Também ele vive no castelo - supostamente já não consome e pode enganar muita gente. Eu sei o que ele faz, mas não tenho coragem de o expulsar ou até interná-lo numa clínica. Como é que posso mandar internar o meu irmão quando se calhar é exatamente isso que eu preciso? Se calhar ele nem é assim tão tonto. Eu nunca fui muito de beber nem de consumir drogas, mas já nem sei se é isso que estou a precisar. O Rodrigo já me contou que as usa como um escape à realidade e era só isso que eu queria - fugir daqui, fugir desta realidade.
Agosto 2030
Bem, de volta aqui. Fui apanhada. Estou em todos os noticiários e em todos os jornais. Pesquisando o meu nome na internet só encontram uma coisa – Rainha de Portugal consome drogas. Encontraram heroína no meu quarto e alguém vendeu essa história às televisões. Reuni com os meus conselheiros nem à uma hora e eles garantem que isso não é suficiente para me destituírem. Mal eles sabem, que é exatamente isso que eu quero. Disseram-me que eu era a Rainha de Portugal e acreditaram, ou fingiram acreditar, que fora uma vez sem exemplo. Claro que isso é mentira. De há 5 meses para cá que é raro o dia em que eu não consumo e, para ser sincera, isso faz-me tão bem, sinto-me melhor assim. Ponho todos os problemas de parte, sinto-me noutro mundo, noutra realidade que não a que me obriguei a estar.

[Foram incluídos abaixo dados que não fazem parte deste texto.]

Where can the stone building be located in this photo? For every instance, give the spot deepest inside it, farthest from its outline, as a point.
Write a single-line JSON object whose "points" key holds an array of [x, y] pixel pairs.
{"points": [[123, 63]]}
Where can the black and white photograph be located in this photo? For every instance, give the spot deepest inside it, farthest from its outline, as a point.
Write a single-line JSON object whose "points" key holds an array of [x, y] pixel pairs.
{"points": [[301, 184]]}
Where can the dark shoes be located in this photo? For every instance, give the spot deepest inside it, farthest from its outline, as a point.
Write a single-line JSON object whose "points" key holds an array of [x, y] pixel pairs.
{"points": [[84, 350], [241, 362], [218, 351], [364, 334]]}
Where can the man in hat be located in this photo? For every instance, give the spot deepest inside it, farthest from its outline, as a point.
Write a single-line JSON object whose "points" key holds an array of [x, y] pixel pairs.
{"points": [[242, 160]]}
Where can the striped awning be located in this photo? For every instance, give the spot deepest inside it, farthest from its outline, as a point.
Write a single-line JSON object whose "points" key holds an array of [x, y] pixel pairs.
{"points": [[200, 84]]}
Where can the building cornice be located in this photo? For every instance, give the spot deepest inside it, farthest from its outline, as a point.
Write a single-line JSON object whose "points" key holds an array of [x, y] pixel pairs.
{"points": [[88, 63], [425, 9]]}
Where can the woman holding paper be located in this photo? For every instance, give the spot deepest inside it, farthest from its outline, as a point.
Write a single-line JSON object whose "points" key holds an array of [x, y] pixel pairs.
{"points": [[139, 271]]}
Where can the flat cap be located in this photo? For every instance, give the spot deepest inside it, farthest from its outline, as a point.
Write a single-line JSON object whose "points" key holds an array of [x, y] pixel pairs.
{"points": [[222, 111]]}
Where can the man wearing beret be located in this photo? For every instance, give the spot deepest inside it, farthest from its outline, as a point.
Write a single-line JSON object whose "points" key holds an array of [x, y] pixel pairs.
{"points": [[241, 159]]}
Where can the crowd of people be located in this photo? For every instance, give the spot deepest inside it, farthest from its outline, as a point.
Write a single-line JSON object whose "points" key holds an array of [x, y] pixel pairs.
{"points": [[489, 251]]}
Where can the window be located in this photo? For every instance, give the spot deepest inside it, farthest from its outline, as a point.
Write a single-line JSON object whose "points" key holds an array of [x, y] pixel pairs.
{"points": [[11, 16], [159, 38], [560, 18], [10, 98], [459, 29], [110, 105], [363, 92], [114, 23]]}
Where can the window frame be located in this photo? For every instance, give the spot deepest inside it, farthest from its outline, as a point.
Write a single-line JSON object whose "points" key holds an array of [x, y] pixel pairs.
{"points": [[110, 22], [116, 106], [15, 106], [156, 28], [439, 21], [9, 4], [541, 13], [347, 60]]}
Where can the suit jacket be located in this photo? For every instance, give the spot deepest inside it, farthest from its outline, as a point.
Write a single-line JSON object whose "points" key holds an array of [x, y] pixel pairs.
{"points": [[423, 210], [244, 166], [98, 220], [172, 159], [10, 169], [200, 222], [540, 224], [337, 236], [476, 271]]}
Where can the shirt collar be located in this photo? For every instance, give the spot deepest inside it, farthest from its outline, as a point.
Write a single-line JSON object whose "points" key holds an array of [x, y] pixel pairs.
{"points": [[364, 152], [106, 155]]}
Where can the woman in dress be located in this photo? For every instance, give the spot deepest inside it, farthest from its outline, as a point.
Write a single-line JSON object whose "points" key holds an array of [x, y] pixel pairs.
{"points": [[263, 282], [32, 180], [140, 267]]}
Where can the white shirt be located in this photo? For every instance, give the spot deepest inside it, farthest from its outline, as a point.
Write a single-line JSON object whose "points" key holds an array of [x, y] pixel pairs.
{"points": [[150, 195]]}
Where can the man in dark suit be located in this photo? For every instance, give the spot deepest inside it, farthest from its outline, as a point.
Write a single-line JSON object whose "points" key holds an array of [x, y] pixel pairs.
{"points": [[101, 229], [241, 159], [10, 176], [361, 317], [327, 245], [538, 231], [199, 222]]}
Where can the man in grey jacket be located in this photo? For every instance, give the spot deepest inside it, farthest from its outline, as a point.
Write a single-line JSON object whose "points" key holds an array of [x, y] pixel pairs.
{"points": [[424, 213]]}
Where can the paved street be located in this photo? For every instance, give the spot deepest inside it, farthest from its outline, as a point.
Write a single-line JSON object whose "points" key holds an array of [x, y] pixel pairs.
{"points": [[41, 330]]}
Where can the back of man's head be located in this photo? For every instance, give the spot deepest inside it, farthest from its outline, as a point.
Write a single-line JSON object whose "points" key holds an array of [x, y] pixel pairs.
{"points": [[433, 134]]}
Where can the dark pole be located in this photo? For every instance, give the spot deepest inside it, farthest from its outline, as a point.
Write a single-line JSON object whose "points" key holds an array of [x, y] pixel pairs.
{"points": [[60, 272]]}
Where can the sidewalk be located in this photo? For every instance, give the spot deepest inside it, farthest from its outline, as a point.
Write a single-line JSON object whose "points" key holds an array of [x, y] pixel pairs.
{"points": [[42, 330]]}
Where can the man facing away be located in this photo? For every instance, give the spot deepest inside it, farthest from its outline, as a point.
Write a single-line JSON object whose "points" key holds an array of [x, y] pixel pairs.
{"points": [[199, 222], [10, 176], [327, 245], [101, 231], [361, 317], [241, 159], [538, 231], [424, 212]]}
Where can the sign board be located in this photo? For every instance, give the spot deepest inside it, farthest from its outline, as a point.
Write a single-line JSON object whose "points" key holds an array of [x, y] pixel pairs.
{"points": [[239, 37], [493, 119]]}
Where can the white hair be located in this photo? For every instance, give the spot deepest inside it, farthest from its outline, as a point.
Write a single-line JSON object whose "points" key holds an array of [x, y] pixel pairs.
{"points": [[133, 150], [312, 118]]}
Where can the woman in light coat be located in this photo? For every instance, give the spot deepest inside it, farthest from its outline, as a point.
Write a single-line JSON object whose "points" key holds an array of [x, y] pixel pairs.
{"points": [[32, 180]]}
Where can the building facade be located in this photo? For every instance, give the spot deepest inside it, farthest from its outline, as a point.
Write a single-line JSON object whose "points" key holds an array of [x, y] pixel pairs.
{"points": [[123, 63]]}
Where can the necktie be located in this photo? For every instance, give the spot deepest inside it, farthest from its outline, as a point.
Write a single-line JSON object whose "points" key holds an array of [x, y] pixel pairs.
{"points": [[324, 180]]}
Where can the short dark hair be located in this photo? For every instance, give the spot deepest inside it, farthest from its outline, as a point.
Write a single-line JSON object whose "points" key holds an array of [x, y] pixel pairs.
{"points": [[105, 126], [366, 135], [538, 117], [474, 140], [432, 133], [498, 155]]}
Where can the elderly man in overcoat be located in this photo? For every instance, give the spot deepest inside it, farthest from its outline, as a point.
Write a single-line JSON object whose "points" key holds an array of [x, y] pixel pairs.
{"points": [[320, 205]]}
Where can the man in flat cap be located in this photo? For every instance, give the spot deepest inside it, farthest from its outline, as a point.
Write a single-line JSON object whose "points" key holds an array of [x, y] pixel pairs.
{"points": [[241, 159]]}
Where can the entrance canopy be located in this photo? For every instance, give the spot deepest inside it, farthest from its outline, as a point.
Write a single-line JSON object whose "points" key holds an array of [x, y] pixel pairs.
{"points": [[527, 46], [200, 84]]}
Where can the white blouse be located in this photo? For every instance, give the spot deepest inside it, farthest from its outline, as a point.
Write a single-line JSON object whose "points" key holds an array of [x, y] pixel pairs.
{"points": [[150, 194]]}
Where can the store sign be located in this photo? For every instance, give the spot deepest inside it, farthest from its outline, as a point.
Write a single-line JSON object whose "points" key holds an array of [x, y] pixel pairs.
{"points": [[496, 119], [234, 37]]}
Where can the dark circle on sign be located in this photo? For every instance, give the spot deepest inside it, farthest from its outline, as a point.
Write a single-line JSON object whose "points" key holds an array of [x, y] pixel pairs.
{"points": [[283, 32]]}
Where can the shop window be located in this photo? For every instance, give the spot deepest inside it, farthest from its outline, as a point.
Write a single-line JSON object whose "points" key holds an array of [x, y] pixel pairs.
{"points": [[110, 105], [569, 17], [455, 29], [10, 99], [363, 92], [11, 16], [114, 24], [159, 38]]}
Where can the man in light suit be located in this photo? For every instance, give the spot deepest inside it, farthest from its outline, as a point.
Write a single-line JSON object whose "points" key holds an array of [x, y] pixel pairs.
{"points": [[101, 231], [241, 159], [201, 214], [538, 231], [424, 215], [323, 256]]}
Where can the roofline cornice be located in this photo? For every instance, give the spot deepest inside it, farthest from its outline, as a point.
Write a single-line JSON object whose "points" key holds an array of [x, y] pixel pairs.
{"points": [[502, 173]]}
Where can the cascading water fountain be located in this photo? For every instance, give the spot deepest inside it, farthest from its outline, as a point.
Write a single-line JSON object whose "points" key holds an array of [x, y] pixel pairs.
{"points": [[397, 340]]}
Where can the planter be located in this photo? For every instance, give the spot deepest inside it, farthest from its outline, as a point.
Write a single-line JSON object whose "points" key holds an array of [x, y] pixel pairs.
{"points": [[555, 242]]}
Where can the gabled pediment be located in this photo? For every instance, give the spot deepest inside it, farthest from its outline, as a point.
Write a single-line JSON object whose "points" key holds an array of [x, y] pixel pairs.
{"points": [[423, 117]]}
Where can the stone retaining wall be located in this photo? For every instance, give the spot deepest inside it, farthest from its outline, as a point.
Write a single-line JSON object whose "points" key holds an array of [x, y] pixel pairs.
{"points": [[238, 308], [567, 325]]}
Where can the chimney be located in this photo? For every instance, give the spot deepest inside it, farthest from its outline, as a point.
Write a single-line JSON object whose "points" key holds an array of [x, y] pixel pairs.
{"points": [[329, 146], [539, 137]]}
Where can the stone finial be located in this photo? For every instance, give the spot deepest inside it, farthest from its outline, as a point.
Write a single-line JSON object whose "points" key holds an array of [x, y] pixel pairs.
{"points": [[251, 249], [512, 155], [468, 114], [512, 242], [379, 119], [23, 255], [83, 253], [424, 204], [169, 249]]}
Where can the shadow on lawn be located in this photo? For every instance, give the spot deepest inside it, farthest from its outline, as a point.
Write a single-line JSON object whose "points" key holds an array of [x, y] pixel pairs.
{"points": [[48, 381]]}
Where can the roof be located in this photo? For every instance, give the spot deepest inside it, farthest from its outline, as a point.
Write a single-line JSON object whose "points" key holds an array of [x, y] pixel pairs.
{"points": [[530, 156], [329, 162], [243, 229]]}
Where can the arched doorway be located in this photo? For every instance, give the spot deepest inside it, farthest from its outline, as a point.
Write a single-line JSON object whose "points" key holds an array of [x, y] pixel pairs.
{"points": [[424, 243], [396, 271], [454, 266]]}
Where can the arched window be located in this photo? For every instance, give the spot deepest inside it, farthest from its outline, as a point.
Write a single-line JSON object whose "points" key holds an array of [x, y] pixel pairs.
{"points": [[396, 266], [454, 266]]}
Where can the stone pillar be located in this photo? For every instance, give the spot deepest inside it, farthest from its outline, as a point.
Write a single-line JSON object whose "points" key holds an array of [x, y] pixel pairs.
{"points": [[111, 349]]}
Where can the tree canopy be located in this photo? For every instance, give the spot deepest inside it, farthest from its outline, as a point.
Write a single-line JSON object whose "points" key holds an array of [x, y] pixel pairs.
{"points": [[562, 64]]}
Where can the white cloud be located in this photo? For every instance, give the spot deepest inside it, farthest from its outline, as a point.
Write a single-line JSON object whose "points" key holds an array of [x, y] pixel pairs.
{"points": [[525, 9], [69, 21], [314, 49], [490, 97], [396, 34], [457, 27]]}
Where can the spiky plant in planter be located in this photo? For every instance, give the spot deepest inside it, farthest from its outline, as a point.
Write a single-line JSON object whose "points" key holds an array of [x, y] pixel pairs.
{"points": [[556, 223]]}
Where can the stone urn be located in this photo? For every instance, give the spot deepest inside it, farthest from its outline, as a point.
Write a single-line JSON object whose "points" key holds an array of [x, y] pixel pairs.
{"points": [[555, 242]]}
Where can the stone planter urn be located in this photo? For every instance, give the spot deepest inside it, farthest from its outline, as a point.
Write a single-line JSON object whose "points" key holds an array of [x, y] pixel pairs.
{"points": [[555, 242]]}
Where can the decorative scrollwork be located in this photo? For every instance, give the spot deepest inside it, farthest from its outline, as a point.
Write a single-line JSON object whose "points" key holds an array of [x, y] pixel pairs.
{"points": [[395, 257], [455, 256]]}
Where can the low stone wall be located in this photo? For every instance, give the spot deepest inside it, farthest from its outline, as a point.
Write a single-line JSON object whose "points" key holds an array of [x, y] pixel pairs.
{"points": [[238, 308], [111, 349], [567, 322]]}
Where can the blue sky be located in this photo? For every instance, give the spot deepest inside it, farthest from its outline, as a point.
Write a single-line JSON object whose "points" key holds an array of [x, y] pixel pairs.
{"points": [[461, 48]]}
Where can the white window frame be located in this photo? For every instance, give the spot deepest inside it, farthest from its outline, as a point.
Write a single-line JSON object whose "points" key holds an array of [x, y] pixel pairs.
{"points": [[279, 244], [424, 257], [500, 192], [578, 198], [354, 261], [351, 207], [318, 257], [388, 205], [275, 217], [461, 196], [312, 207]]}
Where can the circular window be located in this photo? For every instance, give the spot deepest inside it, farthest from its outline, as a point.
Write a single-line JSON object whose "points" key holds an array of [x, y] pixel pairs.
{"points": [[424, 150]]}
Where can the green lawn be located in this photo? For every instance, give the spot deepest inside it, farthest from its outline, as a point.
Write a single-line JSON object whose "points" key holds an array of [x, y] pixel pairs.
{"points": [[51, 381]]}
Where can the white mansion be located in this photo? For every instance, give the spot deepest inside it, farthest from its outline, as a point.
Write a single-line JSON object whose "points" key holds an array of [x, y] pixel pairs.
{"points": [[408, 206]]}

Estou na varanda do meu quarto e em cima da mesa está uma seringa, mais uma. Se por um lado sei que tenho de me deixar disto, a vontade de a injetar é muito maior. Não consigo.
….
Já está. Não aguentei. Sinto a minha cabeça a andar à roda, mas não me parece suficiente. Quero outra, e desta vez quero uma maior. Estou farta de escrever, farta disto, que me digam o que fazer. De olhar pela janela do meu quarto e ansiar a liberdade que sei que não vou alcançar.
….
Mais uma e continua sem me parecer suficiente. Mas já me sinto a perder as forças, o ar. Os meus olhos estão a fechar, não consigo mais escrever.
Não paro de consumir heroína na ânsia de me tornar uma.


Correio da Manhã, 23 de Agosto de 2030
Rainha de Portugal encontrada morta no castelo de Sintra
Na noite passada, a Rainha D.Francisca I foi encontrada morta no seu quarto – no Castelo de Sintra. As razões para a sua morte já são conhecidas, depois da autópsia e os resultados não deixam margem para dúvidas. D. Francisca morreu de overdose. Muitos especulam que tenha cedido à pressão e que não tenha sabido lidar com o peso de carregar consigo um país às costas.